Caesarea-based Emefcy Bio-Energy Systems has created a technology which works on using wastewater to generate electricity.

'Emefcy utilizes the energetic potential of organi (photo credit: Image courtesy of Emefcy)
'Emefcy utilizes the energetic potential of organi
(photo credit: Image courtesy of Emefcy)
A joint venture between three US energy giants is making its first non-American and first water-related investment by providing funds to Caesarea-based Emefcy Ltd., which works on using wastewater to generate electricity, the firms announced together on Wednesday.

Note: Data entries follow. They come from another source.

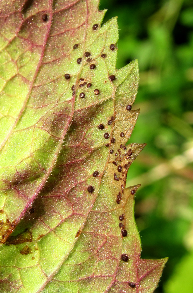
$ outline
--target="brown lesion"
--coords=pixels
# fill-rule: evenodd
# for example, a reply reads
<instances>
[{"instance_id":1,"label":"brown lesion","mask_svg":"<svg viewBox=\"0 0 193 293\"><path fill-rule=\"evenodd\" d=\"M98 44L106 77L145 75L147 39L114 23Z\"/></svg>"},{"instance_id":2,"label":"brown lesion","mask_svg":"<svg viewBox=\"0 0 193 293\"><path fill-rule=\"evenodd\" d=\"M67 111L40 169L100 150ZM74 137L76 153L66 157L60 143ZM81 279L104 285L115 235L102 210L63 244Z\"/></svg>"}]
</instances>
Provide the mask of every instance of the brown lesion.
<instances>
[{"instance_id":1,"label":"brown lesion","mask_svg":"<svg viewBox=\"0 0 193 293\"><path fill-rule=\"evenodd\" d=\"M2 212L2 210L0 211ZM8 219L5 222L0 221L0 243L5 242L8 235L13 231L15 226L15 221L11 222Z\"/></svg>"},{"instance_id":2,"label":"brown lesion","mask_svg":"<svg viewBox=\"0 0 193 293\"><path fill-rule=\"evenodd\" d=\"M14 236L10 236L7 238L6 244L9 245L10 244L21 244L25 242L30 242L32 241L32 235L31 232L28 229L25 229L22 233L18 234Z\"/></svg>"}]
</instances>

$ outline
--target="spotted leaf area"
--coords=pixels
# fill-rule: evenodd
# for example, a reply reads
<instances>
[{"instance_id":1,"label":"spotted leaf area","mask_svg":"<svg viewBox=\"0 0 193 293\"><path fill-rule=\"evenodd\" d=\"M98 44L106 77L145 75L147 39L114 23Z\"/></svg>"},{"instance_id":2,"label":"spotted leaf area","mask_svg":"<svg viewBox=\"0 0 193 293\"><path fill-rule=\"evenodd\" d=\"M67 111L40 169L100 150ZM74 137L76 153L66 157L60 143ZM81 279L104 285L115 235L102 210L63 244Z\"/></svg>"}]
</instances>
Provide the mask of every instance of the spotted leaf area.
<instances>
[{"instance_id":1,"label":"spotted leaf area","mask_svg":"<svg viewBox=\"0 0 193 293\"><path fill-rule=\"evenodd\" d=\"M22 80L32 68L36 72L22 108L3 132L2 155L7 156L4 168L8 179L3 177L2 183L2 293L153 292L166 261L140 259L133 210L139 185L125 188L128 169L145 146L126 144L139 113L132 109L138 69L136 61L116 69L116 20L101 27L105 11L98 11L98 4L0 3L5 15L9 6L7 17L0 16L15 26L12 34L3 26L2 52L18 38L15 54L26 40L33 44L46 38L44 47L38 46L42 51L35 69L23 53L14 61L20 58L28 64ZM49 23L42 32L42 25ZM27 55L32 47L26 49ZM11 88L15 94L17 86ZM14 96L15 101L20 96ZM15 132L18 138L12 141ZM11 147L13 154L8 155ZM17 163L15 153L21 161ZM22 177L10 171L16 166Z\"/></svg>"}]
</instances>

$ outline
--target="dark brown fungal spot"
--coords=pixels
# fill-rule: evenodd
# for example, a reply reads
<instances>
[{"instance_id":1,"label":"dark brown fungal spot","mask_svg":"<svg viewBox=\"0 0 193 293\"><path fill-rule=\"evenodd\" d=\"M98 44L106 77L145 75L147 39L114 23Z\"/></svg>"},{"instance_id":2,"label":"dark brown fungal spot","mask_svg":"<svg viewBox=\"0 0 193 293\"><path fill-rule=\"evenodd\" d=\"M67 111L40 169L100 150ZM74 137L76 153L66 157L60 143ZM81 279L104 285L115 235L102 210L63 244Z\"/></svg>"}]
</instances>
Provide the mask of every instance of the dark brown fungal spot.
<instances>
[{"instance_id":1,"label":"dark brown fungal spot","mask_svg":"<svg viewBox=\"0 0 193 293\"><path fill-rule=\"evenodd\" d=\"M129 151L125 155L125 156L131 156L132 154L132 151L131 149L129 149Z\"/></svg>"},{"instance_id":2,"label":"dark brown fungal spot","mask_svg":"<svg viewBox=\"0 0 193 293\"><path fill-rule=\"evenodd\" d=\"M77 238L77 237L78 237L78 236L79 236L81 234L81 230L80 229L79 229L76 235L76 236L75 236L75 238Z\"/></svg>"},{"instance_id":3,"label":"dark brown fungal spot","mask_svg":"<svg viewBox=\"0 0 193 293\"><path fill-rule=\"evenodd\" d=\"M95 23L93 25L93 30L96 30L98 27L98 25L97 23Z\"/></svg>"},{"instance_id":4,"label":"dark brown fungal spot","mask_svg":"<svg viewBox=\"0 0 193 293\"><path fill-rule=\"evenodd\" d=\"M131 287L131 288L135 288L135 284L134 283L133 283L132 282L129 282L128 283L129 286L130 287Z\"/></svg>"},{"instance_id":5,"label":"dark brown fungal spot","mask_svg":"<svg viewBox=\"0 0 193 293\"><path fill-rule=\"evenodd\" d=\"M109 78L111 81L113 81L115 79L115 75L110 75Z\"/></svg>"},{"instance_id":6,"label":"dark brown fungal spot","mask_svg":"<svg viewBox=\"0 0 193 293\"><path fill-rule=\"evenodd\" d=\"M89 52L85 52L84 53L84 56L85 57L88 57L90 55L90 53L89 53Z\"/></svg>"},{"instance_id":7,"label":"dark brown fungal spot","mask_svg":"<svg viewBox=\"0 0 193 293\"><path fill-rule=\"evenodd\" d=\"M126 230L122 230L121 234L123 237L125 237L127 235L127 232Z\"/></svg>"},{"instance_id":8,"label":"dark brown fungal spot","mask_svg":"<svg viewBox=\"0 0 193 293\"><path fill-rule=\"evenodd\" d=\"M123 215L121 215L121 216L119 216L119 219L120 221L122 221L123 220L124 220L124 218Z\"/></svg>"},{"instance_id":9,"label":"dark brown fungal spot","mask_svg":"<svg viewBox=\"0 0 193 293\"><path fill-rule=\"evenodd\" d=\"M66 79L69 79L70 78L70 75L68 73L66 73L64 74L64 77Z\"/></svg>"},{"instance_id":10,"label":"dark brown fungal spot","mask_svg":"<svg viewBox=\"0 0 193 293\"><path fill-rule=\"evenodd\" d=\"M76 49L78 47L78 44L75 44L73 46L73 49Z\"/></svg>"},{"instance_id":11,"label":"dark brown fungal spot","mask_svg":"<svg viewBox=\"0 0 193 293\"><path fill-rule=\"evenodd\" d=\"M33 207L31 207L29 210L30 214L33 214L35 211L35 210Z\"/></svg>"},{"instance_id":12,"label":"dark brown fungal spot","mask_svg":"<svg viewBox=\"0 0 193 293\"><path fill-rule=\"evenodd\" d=\"M99 94L99 91L97 89L95 89L94 90L94 92L95 94L97 96L97 95L98 95L98 94Z\"/></svg>"},{"instance_id":13,"label":"dark brown fungal spot","mask_svg":"<svg viewBox=\"0 0 193 293\"><path fill-rule=\"evenodd\" d=\"M32 249L30 248L27 245L25 245L25 246L24 246L24 247L21 250L20 250L20 252L21 254L23 255L31 253L32 251Z\"/></svg>"},{"instance_id":14,"label":"dark brown fungal spot","mask_svg":"<svg viewBox=\"0 0 193 293\"><path fill-rule=\"evenodd\" d=\"M94 187L93 186L89 186L87 189L89 192L92 193L94 191Z\"/></svg>"},{"instance_id":15,"label":"dark brown fungal spot","mask_svg":"<svg viewBox=\"0 0 193 293\"><path fill-rule=\"evenodd\" d=\"M96 177L98 176L99 173L98 171L95 171L94 172L93 172L93 177Z\"/></svg>"},{"instance_id":16,"label":"dark brown fungal spot","mask_svg":"<svg viewBox=\"0 0 193 293\"><path fill-rule=\"evenodd\" d=\"M43 21L47 21L48 20L48 16L47 14L43 14L42 19Z\"/></svg>"},{"instance_id":17,"label":"dark brown fungal spot","mask_svg":"<svg viewBox=\"0 0 193 293\"><path fill-rule=\"evenodd\" d=\"M103 124L99 124L99 125L98 126L99 129L101 129L101 130L104 129L104 125Z\"/></svg>"},{"instance_id":18,"label":"dark brown fungal spot","mask_svg":"<svg viewBox=\"0 0 193 293\"><path fill-rule=\"evenodd\" d=\"M106 138L106 139L107 139L108 138L109 138L109 134L108 133L107 133L107 132L106 132L104 134L104 137L105 138Z\"/></svg>"},{"instance_id":19,"label":"dark brown fungal spot","mask_svg":"<svg viewBox=\"0 0 193 293\"><path fill-rule=\"evenodd\" d=\"M85 96L85 95L84 93L81 93L80 95L79 95L79 96L80 98L84 98L84 97Z\"/></svg>"},{"instance_id":20,"label":"dark brown fungal spot","mask_svg":"<svg viewBox=\"0 0 193 293\"><path fill-rule=\"evenodd\" d=\"M121 258L123 261L127 261L129 259L129 258L127 255L125 253L123 253L122 254Z\"/></svg>"},{"instance_id":21,"label":"dark brown fungal spot","mask_svg":"<svg viewBox=\"0 0 193 293\"><path fill-rule=\"evenodd\" d=\"M112 44L109 46L109 47L112 51L113 51L115 49L115 45L114 44Z\"/></svg>"},{"instance_id":22,"label":"dark brown fungal spot","mask_svg":"<svg viewBox=\"0 0 193 293\"><path fill-rule=\"evenodd\" d=\"M78 58L78 59L76 60L76 62L78 63L78 64L80 64L81 63L81 62L82 62L82 58L81 58L81 57L80 57L79 58Z\"/></svg>"},{"instance_id":23,"label":"dark brown fungal spot","mask_svg":"<svg viewBox=\"0 0 193 293\"><path fill-rule=\"evenodd\" d=\"M127 105L126 107L126 110L127 111L131 111L131 105Z\"/></svg>"},{"instance_id":24,"label":"dark brown fungal spot","mask_svg":"<svg viewBox=\"0 0 193 293\"><path fill-rule=\"evenodd\" d=\"M117 177L116 175L116 173L114 173L114 180L115 180L116 181L119 181L119 177Z\"/></svg>"},{"instance_id":25,"label":"dark brown fungal spot","mask_svg":"<svg viewBox=\"0 0 193 293\"><path fill-rule=\"evenodd\" d=\"M94 69L96 67L96 66L95 64L91 64L90 65L90 69Z\"/></svg>"}]
</instances>

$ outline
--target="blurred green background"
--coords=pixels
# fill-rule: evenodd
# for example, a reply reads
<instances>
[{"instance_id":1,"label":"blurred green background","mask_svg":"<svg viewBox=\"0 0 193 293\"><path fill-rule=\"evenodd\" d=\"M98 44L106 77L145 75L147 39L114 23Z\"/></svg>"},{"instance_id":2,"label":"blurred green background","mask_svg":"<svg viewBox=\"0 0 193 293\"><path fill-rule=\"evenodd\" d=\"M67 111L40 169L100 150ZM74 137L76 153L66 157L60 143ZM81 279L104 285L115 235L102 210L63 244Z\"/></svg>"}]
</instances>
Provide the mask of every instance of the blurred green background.
<instances>
[{"instance_id":1,"label":"blurred green background","mask_svg":"<svg viewBox=\"0 0 193 293\"><path fill-rule=\"evenodd\" d=\"M118 17L117 67L138 59L141 113L130 168L144 258L169 258L156 293L193 292L193 1L101 0Z\"/></svg>"}]
</instances>

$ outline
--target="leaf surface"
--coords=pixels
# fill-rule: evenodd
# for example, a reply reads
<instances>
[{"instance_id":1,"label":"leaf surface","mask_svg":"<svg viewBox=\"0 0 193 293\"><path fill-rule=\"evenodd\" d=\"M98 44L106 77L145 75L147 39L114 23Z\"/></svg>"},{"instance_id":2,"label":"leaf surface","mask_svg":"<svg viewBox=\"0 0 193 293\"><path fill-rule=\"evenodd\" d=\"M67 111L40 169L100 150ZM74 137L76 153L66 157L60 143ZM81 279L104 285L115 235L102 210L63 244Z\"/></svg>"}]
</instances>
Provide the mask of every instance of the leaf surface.
<instances>
[{"instance_id":1,"label":"leaf surface","mask_svg":"<svg viewBox=\"0 0 193 293\"><path fill-rule=\"evenodd\" d=\"M12 181L11 174L6 173L11 184L2 190L2 197L6 195L11 204L5 202L3 212L7 215L8 207L10 214L14 213L14 225L25 216L0 248L1 292L153 292L165 260L140 259L133 209L133 194L139 186L125 189L128 169L145 145L125 144L139 112L126 108L133 103L137 91L137 62L115 69L116 20L110 20L100 27L104 12L98 11L98 1L58 0L49 2L50 6L45 2L29 4L28 1L24 8L23 2L16 1L13 7L12 2L10 4L14 15L17 9L23 14L24 10L25 17L32 18L37 25L36 14L41 11L42 22L46 14L50 27L42 34L47 35L47 40L42 60L25 108L10 127L2 156L6 146L12 145L14 132L25 142L27 136L21 134L26 133L26 124L29 123L27 131L33 129L33 133L36 128L44 131L46 125L49 137L45 142L38 132L33 139L26 139L31 148L33 144L38 145L27 158L20 153L18 156L24 162L21 166L25 174L22 179ZM96 28L93 27L96 24ZM29 31L28 27L28 38L33 35ZM12 38L11 44L15 40ZM64 77L66 73L70 76L67 80ZM35 105L29 106L30 101ZM30 112L31 108L34 112ZM41 116L37 119L35 113L39 108ZM37 126L40 121L44 121L43 127ZM21 123L23 128L16 131ZM60 134L54 142L56 133L52 131ZM46 148L49 140L53 147L50 143ZM19 143L14 145L19 150ZM35 167L30 169L31 161L25 165L26 158L31 161L35 157L39 164L47 166L42 174ZM25 200L28 197L25 201L19 197L24 201L23 206L15 190ZM12 197L15 201L10 200ZM119 217L122 214L121 228ZM1 231L4 230L3 226ZM128 261L122 260L123 253ZM129 285L133 283L135 289Z\"/></svg>"}]
</instances>

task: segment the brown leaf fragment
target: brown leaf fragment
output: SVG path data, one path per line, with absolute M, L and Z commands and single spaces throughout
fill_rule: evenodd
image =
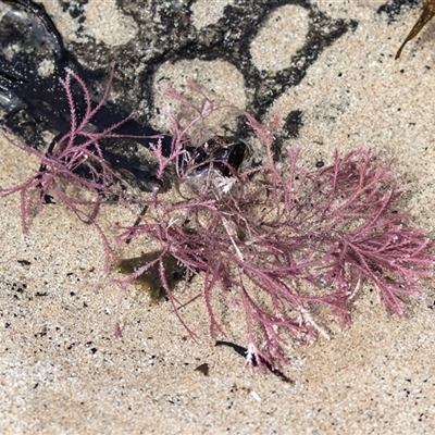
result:
M 414 26 L 412 27 L 411 32 L 405 39 L 403 44 L 400 46 L 399 50 L 396 53 L 395 59 L 400 58 L 401 50 L 403 50 L 403 47 L 413 38 L 415 38 L 417 35 L 421 32 L 421 29 L 432 20 L 432 17 L 435 15 L 435 0 L 426 0 L 423 7 L 423 12 L 420 15 L 420 18 L 417 21 Z

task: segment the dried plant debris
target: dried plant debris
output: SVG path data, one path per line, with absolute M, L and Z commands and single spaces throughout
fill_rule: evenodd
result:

The group of financiers are collectively called Energy Technology Ventures, comprised of General Electric, NRG Energy and ConocoPhillips, focuses on “the development of next-generation energy technologies,” and looks for innovation particularly in the US, Europe and Israel, according to a statement.
Founded by water technology entrepreneurs Eytan Levy and Ronen Shechter in 2008, Emefcy Bio-Energy Systems has created a technology that employs naturally occurring bacteria in an “electrogenic bioreactor” that treats wastewater and uses the waste to produce electrical power in the process, the company said. Currently, conventional wastewater treatment expends 2 percent of global power capacity and costs the world approximately $40 billion a year. Emefcy’s technology has the capacity to actually raise $10b. annually, a statement from the firm reported.
“We will use Energy Technology Ventures’ investment to continue development of our technology into full-scale commercial implementation by the end of this year for municipal and industrial wastewater treatment,” said Levy, Emefcy’s CEO, in the statement.
“All told, wastewater treatment is a $100b. industry, and our technology can significantly reduce the economic and environmental costs.”
While Emefcy could not reveal the exact amount of money that the company received from the American investor group, VP of Marketing Ely Cohen told The Jerusalem Post on Wednesday afternoon that although “it’s not overly significant... it may develop.
The significant point is that Energy Technology Ventures chose its first investment in water overseas to be Israel,” Cohen said.
The company is about to start its pilot phase, and is installing its technology this week in the Maayan Zvi wastewater treatment facility near Zichron Yaakov, where wastewater will also be imported from a number of factories in the area, according to Cohen. Meanwhile, he added, Emefcy has also signed an agreement with a plant in the state of Michigan, where it hopes to deploy the technology within a few months.
“We hope to begin sales at the beginning of 2012,” Cohen said. “That’s another sign of the level of confidence – that they’re investing in something not even in operation yet.”